- Areya Location within South Sudan
- Coordinates: 8°40′01″N 26°51′16″E﻿ / ﻿8.6669°N 26.8545°E
- Country: South Sudan
- Region: Bahr el Ghazal
- Region: Northern Bahr el Ghazal
- County: Aweil Center County
- Time zone: UTC+2 (Central Africa Time)

= Aroyo, South Sudan =

Areya is a town in Northern Bahr el Ghazal, South Sudan.

==Location==

Aroyo is located on the east bank of the Chel River, to the south of Marial Bai.
There was a small airport just north of the town.
In January 2012 it was reported that 64 km of road had been completed between Aweil to the east and Aroyo.
The project lasted from February to December 2011.
In August 2016 some parts of the road from Aweil to Aroyo had been washed away by the rains.
Another road led to the B41 to the south.
The B41 runs between Wau and Deim Zubeir.

==Recent events==

On 10 July 2014 a group of soldiers who had deserted laid siege to the compound of the African Kongdai construction company between Aroyo and Awoda.
They looted food and medicine from the clinics.
The affected communities took refuge near government buildings.
The soldiers looted food and other household items from the compound and from villages around Aroyo and Awoda, loading what they had taken into a stolen vehicle.
The displaced people, numbering 270 households, made temporary settlements in land provided by the local government in Aroyo centre.
Some are unable to return to their homes due to flooding and concerns that other rebel groups were coming and might attack them.
They planned to stay until the end of the rainy season in November / December.
Concerns included malaria and diarrhoea, lack of staff, food and plastic sheets to cover the temporary grass shelters, and poor latrines.
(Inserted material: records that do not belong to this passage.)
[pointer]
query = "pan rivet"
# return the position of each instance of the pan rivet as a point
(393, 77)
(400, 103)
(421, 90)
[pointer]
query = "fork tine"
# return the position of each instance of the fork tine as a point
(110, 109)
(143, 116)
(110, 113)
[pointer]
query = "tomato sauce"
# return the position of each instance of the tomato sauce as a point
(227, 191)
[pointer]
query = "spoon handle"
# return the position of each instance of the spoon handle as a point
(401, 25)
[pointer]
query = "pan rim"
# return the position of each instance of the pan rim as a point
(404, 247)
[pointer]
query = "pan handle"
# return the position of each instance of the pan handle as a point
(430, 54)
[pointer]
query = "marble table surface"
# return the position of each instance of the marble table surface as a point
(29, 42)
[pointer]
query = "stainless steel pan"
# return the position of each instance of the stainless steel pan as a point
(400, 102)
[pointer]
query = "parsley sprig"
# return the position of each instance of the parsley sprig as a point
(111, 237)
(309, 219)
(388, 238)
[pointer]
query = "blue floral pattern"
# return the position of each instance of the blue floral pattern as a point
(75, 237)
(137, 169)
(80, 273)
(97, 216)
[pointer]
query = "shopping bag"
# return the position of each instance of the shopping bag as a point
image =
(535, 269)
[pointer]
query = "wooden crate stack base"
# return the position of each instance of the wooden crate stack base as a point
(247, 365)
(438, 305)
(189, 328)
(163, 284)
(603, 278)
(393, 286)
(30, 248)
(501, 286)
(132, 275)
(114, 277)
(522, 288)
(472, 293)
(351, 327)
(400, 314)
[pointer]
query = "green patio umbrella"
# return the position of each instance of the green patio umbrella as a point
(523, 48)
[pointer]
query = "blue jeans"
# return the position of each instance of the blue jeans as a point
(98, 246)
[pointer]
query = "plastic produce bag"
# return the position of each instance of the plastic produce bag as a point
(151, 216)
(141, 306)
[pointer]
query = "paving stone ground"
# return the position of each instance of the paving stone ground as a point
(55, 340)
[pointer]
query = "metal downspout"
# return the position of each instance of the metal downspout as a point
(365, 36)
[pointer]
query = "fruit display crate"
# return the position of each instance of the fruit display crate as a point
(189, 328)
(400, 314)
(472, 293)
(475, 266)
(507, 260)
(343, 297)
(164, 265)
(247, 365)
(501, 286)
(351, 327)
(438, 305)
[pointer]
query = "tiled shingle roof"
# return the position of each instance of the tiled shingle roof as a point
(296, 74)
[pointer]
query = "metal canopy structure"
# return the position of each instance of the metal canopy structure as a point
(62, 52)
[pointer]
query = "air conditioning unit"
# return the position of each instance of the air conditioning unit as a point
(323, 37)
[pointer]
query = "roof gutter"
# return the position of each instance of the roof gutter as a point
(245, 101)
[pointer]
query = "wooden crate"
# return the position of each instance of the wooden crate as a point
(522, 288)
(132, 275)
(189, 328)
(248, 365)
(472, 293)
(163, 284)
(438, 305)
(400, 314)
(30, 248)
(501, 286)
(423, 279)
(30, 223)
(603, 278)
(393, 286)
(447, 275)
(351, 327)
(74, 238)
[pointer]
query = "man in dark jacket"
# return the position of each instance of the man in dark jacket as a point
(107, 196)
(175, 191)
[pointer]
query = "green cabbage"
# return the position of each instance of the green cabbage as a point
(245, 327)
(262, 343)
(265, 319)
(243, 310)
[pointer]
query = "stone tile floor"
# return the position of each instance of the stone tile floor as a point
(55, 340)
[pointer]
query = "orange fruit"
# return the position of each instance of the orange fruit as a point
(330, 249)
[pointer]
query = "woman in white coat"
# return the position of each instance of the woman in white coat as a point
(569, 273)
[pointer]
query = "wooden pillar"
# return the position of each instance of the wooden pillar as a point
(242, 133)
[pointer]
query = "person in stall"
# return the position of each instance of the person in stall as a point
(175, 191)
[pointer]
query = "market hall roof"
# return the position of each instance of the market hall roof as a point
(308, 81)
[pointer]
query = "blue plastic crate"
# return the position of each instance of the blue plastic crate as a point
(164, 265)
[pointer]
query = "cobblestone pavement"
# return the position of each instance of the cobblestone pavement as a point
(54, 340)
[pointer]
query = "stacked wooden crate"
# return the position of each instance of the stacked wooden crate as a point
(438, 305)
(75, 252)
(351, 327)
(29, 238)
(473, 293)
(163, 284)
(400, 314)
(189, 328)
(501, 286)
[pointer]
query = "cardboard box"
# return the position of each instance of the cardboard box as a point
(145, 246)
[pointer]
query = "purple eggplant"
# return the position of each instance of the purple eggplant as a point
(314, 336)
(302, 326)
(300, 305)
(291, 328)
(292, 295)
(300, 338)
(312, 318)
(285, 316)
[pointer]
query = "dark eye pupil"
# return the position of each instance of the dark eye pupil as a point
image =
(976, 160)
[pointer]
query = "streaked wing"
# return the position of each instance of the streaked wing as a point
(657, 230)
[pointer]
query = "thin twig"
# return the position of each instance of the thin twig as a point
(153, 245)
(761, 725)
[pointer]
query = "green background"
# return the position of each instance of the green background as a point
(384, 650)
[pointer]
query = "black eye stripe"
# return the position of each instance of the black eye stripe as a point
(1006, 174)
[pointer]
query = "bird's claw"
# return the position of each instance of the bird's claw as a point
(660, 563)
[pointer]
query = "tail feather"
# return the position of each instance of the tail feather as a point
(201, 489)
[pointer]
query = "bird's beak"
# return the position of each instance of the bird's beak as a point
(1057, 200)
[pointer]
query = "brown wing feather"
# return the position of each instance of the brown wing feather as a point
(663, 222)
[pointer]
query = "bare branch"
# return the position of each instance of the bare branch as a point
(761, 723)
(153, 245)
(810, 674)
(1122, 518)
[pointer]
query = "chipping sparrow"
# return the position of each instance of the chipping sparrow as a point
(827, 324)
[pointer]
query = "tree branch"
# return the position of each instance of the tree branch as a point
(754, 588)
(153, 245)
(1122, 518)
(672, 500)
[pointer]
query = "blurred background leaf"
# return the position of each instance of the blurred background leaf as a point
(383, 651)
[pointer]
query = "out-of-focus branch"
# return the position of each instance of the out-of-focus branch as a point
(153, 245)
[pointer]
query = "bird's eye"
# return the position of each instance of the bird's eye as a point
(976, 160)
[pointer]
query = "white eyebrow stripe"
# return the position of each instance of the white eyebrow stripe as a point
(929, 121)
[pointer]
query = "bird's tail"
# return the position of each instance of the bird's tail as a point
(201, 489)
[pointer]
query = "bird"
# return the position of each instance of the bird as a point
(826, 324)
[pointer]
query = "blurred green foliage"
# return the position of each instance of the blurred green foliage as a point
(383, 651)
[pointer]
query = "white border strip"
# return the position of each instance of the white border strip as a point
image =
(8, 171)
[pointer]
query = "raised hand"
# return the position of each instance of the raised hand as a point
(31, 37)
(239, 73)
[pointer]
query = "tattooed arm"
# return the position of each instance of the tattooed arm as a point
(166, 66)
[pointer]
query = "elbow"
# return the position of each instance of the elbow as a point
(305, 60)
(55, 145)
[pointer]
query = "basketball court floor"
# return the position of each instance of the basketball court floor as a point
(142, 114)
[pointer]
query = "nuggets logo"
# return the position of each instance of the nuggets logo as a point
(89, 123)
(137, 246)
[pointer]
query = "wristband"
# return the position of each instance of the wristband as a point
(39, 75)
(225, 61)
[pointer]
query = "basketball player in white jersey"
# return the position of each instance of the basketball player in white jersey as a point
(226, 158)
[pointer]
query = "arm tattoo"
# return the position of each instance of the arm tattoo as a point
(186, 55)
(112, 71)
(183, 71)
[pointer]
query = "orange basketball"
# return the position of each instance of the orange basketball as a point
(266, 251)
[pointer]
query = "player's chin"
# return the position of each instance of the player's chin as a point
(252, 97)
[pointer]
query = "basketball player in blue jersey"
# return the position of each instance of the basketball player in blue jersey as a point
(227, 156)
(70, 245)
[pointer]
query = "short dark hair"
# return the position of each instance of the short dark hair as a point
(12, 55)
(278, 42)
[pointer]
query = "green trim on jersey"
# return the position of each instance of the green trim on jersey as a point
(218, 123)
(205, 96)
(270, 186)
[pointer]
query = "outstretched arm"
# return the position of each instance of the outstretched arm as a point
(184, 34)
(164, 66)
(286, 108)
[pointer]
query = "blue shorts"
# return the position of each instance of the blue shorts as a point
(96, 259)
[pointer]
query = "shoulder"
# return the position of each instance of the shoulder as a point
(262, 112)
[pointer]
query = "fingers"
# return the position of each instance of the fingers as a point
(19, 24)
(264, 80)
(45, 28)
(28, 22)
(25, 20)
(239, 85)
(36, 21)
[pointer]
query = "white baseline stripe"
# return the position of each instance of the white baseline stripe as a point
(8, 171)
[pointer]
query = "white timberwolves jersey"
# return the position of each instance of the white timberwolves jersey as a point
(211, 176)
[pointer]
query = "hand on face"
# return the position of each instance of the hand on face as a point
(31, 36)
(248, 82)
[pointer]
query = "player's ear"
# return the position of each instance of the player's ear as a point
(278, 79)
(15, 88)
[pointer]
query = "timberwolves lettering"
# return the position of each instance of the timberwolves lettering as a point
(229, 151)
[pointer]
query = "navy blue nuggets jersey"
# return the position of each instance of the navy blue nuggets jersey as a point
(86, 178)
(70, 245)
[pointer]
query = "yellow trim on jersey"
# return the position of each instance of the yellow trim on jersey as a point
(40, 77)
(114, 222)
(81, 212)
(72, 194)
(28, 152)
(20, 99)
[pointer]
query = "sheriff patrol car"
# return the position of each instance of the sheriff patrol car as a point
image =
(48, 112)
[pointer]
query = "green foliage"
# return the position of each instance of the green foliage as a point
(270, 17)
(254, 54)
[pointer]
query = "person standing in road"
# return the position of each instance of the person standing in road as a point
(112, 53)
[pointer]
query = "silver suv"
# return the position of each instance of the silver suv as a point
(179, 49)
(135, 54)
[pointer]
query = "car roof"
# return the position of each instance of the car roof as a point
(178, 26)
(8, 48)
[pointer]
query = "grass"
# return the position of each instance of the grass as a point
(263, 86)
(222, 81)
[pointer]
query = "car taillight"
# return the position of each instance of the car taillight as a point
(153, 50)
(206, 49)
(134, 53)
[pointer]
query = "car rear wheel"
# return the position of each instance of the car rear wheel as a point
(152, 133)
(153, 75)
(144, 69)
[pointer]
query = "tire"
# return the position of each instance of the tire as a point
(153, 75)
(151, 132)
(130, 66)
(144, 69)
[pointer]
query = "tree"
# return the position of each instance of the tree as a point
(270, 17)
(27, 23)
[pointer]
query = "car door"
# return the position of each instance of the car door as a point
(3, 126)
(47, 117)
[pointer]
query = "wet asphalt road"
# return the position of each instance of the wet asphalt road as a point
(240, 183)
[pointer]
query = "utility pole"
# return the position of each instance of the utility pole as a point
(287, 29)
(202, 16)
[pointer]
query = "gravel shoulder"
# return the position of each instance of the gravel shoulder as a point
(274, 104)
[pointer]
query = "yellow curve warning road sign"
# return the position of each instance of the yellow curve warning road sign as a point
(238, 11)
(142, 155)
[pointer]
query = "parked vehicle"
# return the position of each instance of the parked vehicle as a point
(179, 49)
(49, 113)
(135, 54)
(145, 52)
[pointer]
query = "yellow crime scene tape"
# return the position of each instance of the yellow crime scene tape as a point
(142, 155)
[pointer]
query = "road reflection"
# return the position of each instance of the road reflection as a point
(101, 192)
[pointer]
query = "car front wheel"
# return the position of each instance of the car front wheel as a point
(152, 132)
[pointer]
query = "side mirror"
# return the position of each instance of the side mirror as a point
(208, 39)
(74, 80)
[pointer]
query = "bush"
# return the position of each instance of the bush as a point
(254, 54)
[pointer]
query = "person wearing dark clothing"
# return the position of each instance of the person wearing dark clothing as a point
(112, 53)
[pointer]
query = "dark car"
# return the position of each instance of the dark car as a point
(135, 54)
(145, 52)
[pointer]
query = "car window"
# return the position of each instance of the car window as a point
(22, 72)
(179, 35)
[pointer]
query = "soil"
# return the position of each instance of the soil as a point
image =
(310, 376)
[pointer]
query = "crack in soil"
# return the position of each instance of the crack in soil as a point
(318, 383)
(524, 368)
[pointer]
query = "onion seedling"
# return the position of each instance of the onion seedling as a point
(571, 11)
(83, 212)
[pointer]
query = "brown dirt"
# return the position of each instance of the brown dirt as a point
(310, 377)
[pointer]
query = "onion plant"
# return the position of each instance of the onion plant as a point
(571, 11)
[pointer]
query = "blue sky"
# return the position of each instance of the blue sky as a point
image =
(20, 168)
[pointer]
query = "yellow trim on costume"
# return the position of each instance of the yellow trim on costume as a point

Aroyo was part of Aweil Center County, but in 2015 became the headquarter of Aroyo County in the new Aweil State.
In August 2016 it was reported that the Commissioner of Arroyo County had no vehicle.
The 2015 presidential decree that had divided up the states and counties in South Sudan had left many of the local governments without budgets and equipment. Some had no offices or vehicles.

In January 2017 Aroyo County received a shipment of 3-months supply of medicines from the health ministry in Juba.
River blindness continued to be a concern, and had not been controlled by the state authorities or health non-governmental organizations.